"Kendinden bir şeyler kattın/ Güzelleştirdin ölümü de..." Sezai Karakoç'un bu dizeleri, hiç şüphesiz, bir ömür boyu Hak yolda yürüyüp önden giden güzel insanları bir parça da olsa anla/t/mamıza vesiledir. Öyle ki, ölümü kutlu bir konuk gibi bekleyen mü'min ve mutmain bir kalb, hayatı; cennete hazırlık evresi ve geçici bir misafirhane olarak görecektir.
Elest bezmindeki ahdini unutmayan bir kul... Dostlarının deyimiyle adeta "sahabe imânına" sahip bir inanmış adam... Hasan Aycın'ın da deyimiyle, "cihadı gündemimize taşıyan" bir güzel adam...
Tasavvufta "ibn-ul vakt" yani "vaktin oğlu" anlamına gelen bir tâbir vardır. Kastedilen mana, sufinin vaktin hakkını veren kişi olması, Allah'ın izniyle zamanının bereketli olmasıdır. Öyle ki nice uzun ömürler vardır ki içi boştur, ne kendisine ne sair mahlukata bir yararı dokunur böylesinin. Ama öyle de ömürler vardır ki dünya hesabında kısa bir zaman da olsa öyle bereketlidir ki, o kısalığın hiçbir hükmü kalmaz. İşte böyle bir ömrün emanetçisini tanıyorum şimdilerde... Belki biraz geç kaldım kendi hesabıma, ama hâlâ nefes alıyor olduğuma göre hiçbir şey için geç olmasa gerek. Bir güzel adamı anlamak için de onun kalbinde rıza-i ilahi ile yer etmiş güzel dostlarının cümlelerine sığınmak belki de en güzeli.
Dünya hesabıyla kısacık ömrünü bereketlendiren ve gönüllerde bir arkadaş, bir kardeş, bir ağabey olarak yer eden bu güzel adam kim derseniz mücahid Bahattin Yıldız ağabeyimizdir.
“Orda şehitler Afgan/ Derler ki gel iman armağanıyla boyan”
“Çağımızın Ca'fer-i Tayyar”ı diyorlar ona. Ömrü boyunca imanı, cihadı ve şahadeti kendine düstur edinmiş bir inanmış adam çünkü o... Oğlunun deyimiyle de zalimlere ölüm kusan silahları tutan bu eller öyle bir iman ile güzelleşmiştir ki, mazlum yetimlerin başını şefkatle okşayabilmiştir.

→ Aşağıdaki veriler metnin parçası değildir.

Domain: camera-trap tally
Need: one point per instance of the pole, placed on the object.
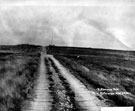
(52, 41)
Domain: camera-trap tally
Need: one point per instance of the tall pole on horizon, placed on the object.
(52, 41)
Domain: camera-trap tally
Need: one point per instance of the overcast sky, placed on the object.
(86, 23)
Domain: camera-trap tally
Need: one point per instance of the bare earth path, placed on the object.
(42, 100)
(87, 100)
(58, 90)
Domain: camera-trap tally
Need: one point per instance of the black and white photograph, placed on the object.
(67, 55)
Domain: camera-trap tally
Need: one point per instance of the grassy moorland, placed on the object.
(18, 71)
(99, 68)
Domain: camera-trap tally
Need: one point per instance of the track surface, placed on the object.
(58, 90)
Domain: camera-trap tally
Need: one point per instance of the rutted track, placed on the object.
(63, 96)
(86, 100)
(58, 90)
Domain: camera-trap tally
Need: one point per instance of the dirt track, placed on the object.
(58, 90)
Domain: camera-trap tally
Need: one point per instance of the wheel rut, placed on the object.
(58, 90)
(86, 100)
(62, 99)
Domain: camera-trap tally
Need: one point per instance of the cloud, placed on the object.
(88, 26)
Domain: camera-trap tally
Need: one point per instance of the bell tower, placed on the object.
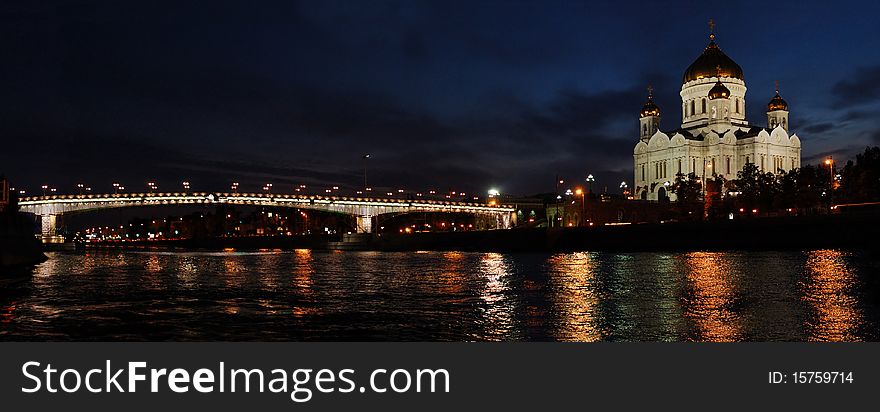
(649, 117)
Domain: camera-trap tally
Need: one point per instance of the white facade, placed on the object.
(714, 138)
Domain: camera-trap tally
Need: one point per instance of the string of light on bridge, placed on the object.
(235, 187)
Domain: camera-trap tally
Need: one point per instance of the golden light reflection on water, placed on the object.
(495, 293)
(452, 275)
(7, 314)
(712, 295)
(827, 287)
(303, 270)
(575, 297)
(152, 264)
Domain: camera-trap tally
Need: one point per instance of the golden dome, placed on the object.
(719, 91)
(708, 64)
(650, 108)
(777, 103)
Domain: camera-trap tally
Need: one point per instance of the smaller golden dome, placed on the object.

Ve Bahattin Yıldız, ömrü boyunca, merhamet nasıl tekrar yeşerir bir kalpte, tüm dünyaya göstermiştir.
Nice nehirler, ırmaklar nasıl ki en sonunda denize ulaşıyorsa, Bahattin Yıldız da her ne konuda sohbet ediyorsa, her ne konudan bahsediyorsa bahsetsin, söz dönüp dolaşır yine kendi okyanusuna akarmış. Kendi okyanusuna, yani İslâm'a... Böyle söylüyor dostları.

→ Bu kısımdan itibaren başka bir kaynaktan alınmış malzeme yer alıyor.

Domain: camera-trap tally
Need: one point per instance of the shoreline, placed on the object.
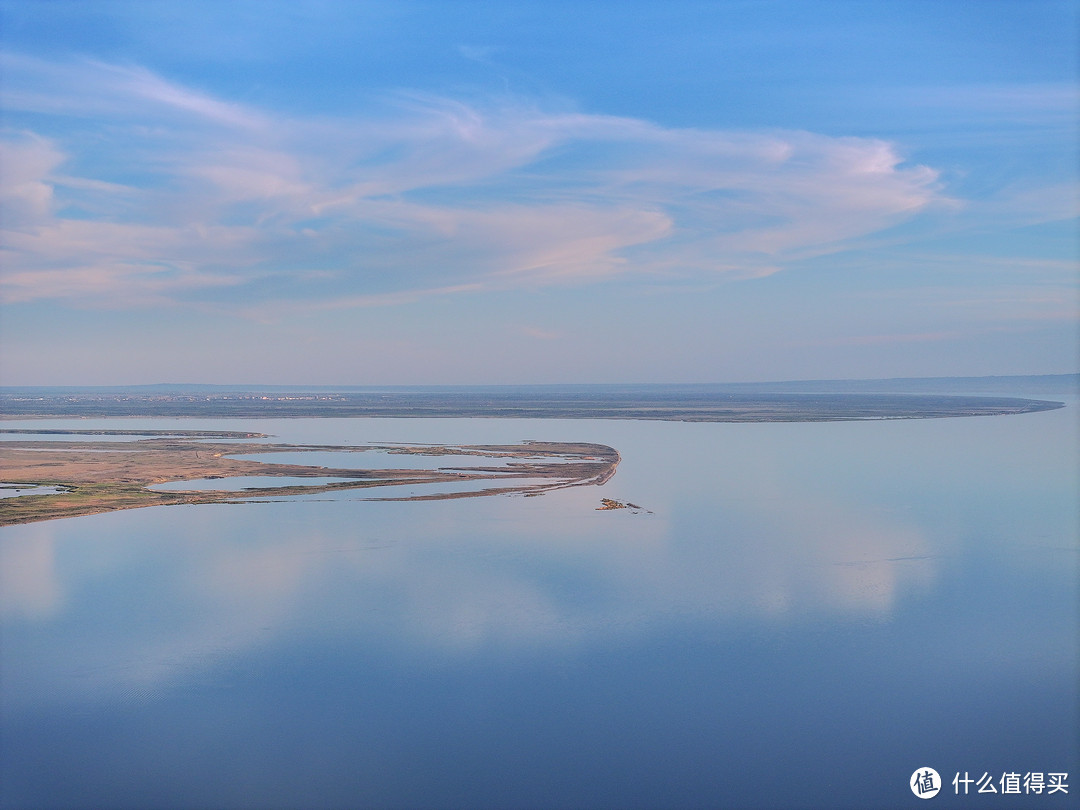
(106, 476)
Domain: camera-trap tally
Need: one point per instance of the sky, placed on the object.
(404, 192)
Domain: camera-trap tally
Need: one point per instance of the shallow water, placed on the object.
(809, 613)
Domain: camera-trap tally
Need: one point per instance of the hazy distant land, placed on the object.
(801, 401)
(91, 476)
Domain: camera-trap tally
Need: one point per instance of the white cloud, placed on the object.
(199, 196)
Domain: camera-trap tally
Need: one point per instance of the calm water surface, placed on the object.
(809, 613)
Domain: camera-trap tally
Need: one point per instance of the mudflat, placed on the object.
(96, 476)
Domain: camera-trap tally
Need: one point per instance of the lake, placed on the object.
(806, 615)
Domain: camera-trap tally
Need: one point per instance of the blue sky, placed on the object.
(517, 192)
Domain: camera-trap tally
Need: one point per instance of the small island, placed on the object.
(90, 476)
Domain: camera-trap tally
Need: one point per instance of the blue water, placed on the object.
(809, 613)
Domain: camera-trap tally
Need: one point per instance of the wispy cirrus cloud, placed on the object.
(126, 188)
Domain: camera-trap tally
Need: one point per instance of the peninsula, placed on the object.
(86, 476)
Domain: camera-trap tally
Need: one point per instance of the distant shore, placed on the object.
(658, 403)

Yine çocuklarının deyimiyle, Bahattin Yıldız sadece kendi çocuklarının değil, tüm yetimlerin babasıydı. Çünkü öyle bir yürek bahşetmişti ki Allah ona, yeryüzünü kuşatıyordu. İslam coğrafyasını bir bütün olarak düşünüyordu.
Kelimeler çoğu zaman kifayetsiz kalıyor. İnanmış bir adamı anlatmaya çalışırken de aynı hâli yaşıyoruz. Duamız odur ki, ömrü boyunca Allah'ın rızası için yetimi gözeten bu güzel insandan Rabbimiz razı olsun, şehâdetini kabul buyursun.
Edebiyatımızın zarif gönüllü şairi Cahit Zarifoğlu daümmetin yiğidi Bahattin Yıldız gibi Afganistan şehitleri için bir şiir yazmıştı: “Yıldızlar Üstlerinde”. Rabbim her ikisinden de ebeden razı olsun.